Elle allume une autre Camel et se ressert du vin. Celle au sarouel tend son verre.

— Je suis bourrée...

— Je vais m'inscrire sur Tinder...

Toutes les deux boivent et louchent sur la boudeuse qui revient vers la table en sautillant dans sa robe blanche, sourire aux lèvres.

— Y'en a au moins une qui va baiser...

— Alors ? demande celle au sarouel.

— Il m'aime et...

— Et ?

La boudeuse lève les bras au ciel et fait tourner le volant de sa robe blanche d'un tour sur elle-même.

— Accouche ! 

— Il a annulé son reportage en Colombie !

La boudeuse tortille son popotin sous le nez des deux autres et fait :

— Poo poo poo pidoo !

— Amour 1, cynisme 0... dit celle au sarouel en tapotant la main de Jane Fonda.

— Et pour le gosse ?

La boudeuse tortille ses doigts à hauteur de son ventre.

— C'était pas le moment d'en discuter...

— Putain...

— Bravo, ma fille... dit celle au sarouel en soupirant.

La boudeuse ramasse son panier de commission et son sac à main au pied de son siège.

— Tu te barres ?

— Faut que j'y aille, Max m'attend.

Elle sourit comme une petite fille fière de sa dentition trouée.

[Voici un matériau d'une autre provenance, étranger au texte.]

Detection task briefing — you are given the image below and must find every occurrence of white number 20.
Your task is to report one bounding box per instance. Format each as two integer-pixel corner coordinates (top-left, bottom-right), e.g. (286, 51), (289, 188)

— Surtout, te... commence Jane Fonda.

Mais la boudeuse s'éloigne à reculons et souffle un baiser dans sa main, avant de disparaître au coin de la rue.

Celle au sarouel lève les yeux de sa collection de bracelets en argent et demande :

— Tu viendras à mon divorce ?

— Arrête, tu vas pas divorcer, tu vas continuer à...

— Faire semblant ?

— Ouais. Et à cramer la bouffe.

Elles pouffent et sifflent la fin de leur verre, d'un geste parfaitement synchrone.